By that time, Sun Quan had already boarded a boat and been secured by He Qi's arrival with three thousand men, and he was pleased to see Ling Tong again but Ling Tong wept at the death of all his close aides. Sun Quan comforted him, saying, "Gongji (Ling Tong's courtesy name), let the dead go. As long as you live, why worry that you'll have no men under you?" Sun Quan later put Ling Tong in command of twice his previous force while He Qi rebuked Sun Quan for his recklessness in the battle.

==Aftermath==
During a banquet hosted by Sun Quan after the battle, He Qi wept and said, "My lord, as a leader of men, you should be prudent. Today we were almost wiped out and the men are in shock. I hope you will learn from this lesson." Sun Quan thanked He Qi for his advice and promised to remember it for life.

When the battle was over, Zhang Liao asked a captive soldier, "Who was that purple-bearded, long-bodied, short-legged man so skilled in mounted archery?" The soldier replied it was Sun Quan. Zhang Liao then told Yue Jin that he regretted not chasing after this purple-bearded fighter, for he could have caught him.

When the news reached Cao Cao, he could hardly believe what his officers had achieved, so he later travelled to Xiaoyao Ford to scrutinize the battlefield. Zhang Liao was promoted to the rank of "General Conqueror of the East". Li Dian was granted 100 more households, for a total of 300. Yue Jin received 500 more taxable households, for a total of 1,200. Five hundred households were allotted to Yue Jin's son, who had also fought. Yue Jin's son also received the title of marquis, while the father was promoted to "General of the Right".
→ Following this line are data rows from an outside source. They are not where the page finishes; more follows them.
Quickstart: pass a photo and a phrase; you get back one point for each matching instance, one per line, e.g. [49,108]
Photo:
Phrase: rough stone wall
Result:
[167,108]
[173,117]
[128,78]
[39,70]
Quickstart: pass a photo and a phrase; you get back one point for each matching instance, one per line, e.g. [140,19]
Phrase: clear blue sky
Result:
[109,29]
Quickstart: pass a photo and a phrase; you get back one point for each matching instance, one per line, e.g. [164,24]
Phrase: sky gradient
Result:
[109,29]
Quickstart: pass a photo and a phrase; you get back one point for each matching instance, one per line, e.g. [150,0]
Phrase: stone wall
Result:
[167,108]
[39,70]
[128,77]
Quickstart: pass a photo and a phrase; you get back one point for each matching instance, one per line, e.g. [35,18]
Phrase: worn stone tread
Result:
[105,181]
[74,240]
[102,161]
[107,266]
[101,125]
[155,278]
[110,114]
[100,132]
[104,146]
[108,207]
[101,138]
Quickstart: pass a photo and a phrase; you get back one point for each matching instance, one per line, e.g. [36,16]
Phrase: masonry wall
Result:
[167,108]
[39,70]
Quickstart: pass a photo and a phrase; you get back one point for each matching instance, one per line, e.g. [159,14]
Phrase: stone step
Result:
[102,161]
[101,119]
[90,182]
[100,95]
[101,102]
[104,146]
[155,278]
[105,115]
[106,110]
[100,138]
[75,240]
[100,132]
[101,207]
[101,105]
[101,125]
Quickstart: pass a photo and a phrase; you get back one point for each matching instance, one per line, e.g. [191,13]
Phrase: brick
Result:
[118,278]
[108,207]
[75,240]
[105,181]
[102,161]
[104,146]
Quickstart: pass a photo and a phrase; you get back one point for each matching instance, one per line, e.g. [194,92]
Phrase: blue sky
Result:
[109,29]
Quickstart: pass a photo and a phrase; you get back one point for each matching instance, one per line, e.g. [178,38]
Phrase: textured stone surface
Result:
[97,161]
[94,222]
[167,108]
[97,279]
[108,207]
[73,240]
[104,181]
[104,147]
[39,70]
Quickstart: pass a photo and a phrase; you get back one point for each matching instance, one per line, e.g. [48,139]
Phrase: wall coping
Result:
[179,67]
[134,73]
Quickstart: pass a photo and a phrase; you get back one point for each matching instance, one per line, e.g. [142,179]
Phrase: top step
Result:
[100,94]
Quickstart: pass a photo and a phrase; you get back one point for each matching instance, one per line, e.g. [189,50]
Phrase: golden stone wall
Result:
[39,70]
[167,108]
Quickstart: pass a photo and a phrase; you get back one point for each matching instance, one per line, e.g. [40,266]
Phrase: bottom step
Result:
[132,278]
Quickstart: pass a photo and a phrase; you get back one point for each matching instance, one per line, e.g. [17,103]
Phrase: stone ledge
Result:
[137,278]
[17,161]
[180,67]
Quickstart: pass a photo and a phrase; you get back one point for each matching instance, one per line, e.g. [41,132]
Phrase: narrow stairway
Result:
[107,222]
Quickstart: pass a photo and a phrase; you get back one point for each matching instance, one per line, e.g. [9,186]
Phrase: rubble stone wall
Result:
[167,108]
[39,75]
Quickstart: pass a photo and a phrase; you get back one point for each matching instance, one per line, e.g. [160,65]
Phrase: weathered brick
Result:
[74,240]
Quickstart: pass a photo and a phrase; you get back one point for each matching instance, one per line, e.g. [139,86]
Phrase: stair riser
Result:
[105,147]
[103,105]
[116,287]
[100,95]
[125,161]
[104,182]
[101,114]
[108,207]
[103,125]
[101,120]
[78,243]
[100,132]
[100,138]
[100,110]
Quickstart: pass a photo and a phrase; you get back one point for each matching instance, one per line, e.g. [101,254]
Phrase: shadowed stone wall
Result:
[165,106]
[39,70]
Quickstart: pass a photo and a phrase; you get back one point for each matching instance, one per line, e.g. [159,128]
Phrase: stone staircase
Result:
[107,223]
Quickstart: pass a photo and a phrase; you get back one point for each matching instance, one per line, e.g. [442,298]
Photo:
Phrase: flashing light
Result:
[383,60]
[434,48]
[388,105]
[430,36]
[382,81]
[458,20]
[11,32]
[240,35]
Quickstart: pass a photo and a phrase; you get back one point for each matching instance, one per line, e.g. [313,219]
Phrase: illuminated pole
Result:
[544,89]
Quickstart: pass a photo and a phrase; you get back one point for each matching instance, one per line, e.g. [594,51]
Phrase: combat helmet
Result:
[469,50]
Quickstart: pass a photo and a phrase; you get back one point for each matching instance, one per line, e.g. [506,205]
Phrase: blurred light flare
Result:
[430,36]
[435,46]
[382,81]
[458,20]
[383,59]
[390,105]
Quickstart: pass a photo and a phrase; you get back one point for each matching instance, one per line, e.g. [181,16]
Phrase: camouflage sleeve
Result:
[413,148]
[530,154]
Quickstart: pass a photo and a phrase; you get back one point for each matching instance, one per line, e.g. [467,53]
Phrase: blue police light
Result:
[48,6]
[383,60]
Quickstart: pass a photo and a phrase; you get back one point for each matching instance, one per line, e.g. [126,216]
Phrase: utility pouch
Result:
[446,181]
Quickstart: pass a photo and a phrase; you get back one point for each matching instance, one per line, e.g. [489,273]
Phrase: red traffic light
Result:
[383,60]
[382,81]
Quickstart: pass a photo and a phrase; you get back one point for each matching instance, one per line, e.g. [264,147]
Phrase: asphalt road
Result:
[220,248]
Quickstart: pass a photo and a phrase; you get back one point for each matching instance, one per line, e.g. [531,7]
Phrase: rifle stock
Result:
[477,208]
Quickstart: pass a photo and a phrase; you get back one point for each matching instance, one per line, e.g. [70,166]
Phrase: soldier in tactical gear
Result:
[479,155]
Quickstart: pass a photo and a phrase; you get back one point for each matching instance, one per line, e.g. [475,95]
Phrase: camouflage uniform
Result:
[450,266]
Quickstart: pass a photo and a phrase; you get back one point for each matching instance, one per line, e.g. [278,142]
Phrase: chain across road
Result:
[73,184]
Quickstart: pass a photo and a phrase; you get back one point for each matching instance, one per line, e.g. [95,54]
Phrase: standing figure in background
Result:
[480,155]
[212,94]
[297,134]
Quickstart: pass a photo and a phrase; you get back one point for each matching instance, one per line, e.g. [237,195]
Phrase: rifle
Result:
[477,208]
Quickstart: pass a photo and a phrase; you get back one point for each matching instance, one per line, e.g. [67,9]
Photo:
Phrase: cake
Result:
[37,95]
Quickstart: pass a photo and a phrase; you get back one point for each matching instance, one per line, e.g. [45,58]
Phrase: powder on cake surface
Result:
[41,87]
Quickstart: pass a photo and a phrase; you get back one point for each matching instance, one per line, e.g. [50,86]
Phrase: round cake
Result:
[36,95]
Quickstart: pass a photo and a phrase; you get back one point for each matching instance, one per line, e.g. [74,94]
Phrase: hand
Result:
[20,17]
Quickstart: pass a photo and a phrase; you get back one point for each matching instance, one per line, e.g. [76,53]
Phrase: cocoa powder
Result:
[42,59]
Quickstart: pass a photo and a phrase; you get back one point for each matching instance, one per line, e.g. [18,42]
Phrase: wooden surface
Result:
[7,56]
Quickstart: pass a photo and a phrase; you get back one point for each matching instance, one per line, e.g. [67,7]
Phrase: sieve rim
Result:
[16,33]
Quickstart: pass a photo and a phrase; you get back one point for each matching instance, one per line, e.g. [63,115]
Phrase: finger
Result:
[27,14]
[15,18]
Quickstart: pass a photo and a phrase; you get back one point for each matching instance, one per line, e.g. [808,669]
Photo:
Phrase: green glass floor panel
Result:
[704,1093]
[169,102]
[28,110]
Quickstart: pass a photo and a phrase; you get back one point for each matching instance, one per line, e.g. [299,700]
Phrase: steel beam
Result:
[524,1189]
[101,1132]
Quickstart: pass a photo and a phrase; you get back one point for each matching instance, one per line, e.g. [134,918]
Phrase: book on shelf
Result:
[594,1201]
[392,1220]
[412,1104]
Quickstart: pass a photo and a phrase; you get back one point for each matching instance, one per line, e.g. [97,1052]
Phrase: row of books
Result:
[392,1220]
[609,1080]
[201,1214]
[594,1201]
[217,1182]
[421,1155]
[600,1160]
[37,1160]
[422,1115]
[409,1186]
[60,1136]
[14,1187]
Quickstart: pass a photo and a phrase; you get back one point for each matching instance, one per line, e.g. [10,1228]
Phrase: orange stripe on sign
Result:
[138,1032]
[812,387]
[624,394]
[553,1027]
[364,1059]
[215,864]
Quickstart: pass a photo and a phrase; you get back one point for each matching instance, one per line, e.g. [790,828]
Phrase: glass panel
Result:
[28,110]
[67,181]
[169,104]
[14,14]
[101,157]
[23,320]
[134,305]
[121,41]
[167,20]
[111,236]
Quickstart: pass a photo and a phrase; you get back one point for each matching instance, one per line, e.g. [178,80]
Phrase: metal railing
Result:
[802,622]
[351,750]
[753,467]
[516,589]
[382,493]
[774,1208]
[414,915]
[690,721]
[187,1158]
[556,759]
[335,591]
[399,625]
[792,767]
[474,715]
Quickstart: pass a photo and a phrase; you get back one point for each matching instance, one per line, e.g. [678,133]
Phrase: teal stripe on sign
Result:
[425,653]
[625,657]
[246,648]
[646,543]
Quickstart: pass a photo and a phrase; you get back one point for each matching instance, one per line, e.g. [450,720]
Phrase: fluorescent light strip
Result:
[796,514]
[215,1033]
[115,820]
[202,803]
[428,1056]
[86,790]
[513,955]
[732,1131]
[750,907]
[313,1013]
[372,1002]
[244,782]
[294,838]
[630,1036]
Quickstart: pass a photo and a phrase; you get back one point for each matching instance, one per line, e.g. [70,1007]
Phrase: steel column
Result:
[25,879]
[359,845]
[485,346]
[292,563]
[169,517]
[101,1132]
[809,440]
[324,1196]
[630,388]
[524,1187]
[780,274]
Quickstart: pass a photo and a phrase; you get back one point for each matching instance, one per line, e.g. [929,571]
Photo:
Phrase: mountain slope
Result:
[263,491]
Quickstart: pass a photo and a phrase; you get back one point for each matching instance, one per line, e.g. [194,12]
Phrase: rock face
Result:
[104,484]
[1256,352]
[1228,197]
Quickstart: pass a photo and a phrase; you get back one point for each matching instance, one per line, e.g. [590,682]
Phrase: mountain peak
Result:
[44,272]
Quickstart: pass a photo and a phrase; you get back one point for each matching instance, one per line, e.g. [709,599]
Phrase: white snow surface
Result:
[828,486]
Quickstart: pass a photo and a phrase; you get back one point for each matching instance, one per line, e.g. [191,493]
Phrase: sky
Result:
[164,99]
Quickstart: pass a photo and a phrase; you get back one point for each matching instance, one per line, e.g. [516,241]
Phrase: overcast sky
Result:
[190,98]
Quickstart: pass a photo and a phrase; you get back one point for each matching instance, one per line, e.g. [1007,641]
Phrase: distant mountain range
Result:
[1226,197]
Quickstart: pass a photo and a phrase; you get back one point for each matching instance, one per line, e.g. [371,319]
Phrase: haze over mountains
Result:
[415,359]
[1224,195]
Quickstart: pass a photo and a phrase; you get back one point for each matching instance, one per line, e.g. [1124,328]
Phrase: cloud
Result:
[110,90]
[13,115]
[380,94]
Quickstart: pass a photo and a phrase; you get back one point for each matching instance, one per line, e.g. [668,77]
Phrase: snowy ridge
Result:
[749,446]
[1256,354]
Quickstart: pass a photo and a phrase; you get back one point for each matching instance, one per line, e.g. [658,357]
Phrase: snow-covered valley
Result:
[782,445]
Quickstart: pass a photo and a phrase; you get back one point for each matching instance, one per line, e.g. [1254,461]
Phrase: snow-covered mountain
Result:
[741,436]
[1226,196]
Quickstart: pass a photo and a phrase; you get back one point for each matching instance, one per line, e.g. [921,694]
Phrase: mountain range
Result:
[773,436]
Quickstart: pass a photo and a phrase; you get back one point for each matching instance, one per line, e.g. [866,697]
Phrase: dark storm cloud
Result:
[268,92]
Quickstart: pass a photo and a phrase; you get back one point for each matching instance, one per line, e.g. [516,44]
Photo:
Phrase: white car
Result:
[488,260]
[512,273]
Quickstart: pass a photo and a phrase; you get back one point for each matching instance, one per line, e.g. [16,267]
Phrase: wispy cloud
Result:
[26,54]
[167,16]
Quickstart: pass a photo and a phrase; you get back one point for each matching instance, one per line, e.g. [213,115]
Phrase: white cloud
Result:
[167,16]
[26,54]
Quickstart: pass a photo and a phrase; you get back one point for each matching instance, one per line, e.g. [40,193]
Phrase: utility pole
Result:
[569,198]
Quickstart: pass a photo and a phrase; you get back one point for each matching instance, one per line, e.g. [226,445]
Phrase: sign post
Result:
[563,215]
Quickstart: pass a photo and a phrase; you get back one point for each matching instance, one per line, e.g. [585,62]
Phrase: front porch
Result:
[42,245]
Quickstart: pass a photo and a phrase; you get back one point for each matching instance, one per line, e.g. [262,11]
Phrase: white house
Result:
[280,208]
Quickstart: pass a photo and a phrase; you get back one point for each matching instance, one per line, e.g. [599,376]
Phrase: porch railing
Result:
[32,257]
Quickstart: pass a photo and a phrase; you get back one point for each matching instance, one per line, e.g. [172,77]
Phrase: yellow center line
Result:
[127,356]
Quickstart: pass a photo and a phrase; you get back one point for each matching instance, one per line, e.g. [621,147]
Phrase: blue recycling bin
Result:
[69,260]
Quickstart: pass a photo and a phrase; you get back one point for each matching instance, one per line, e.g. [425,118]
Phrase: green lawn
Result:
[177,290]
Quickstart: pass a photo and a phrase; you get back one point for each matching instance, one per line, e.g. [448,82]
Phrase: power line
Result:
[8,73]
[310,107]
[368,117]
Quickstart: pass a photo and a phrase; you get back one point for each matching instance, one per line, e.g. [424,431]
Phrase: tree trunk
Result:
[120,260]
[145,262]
On Sun Quan's side, Ling Tong and Pan Zhang were promoted to "Lieutenant General" while Jiang Qin was appointed "General Vanquisher of Bandits". Sun Quan also attended Chen Wu's funeral and ordered Chen's favourite concubine to join him in death.

==In popular culture==
The battle is featured as a playable stage in Koei's video game series Dynasty Warriors. In the games, the battle is known as both the "Battle of He Fei" and the "Battle of Hefei" (depending on the installment), and is not to be confused with another stage (Battle of Hefei Castle), which refers to the Battle of Hefei (234).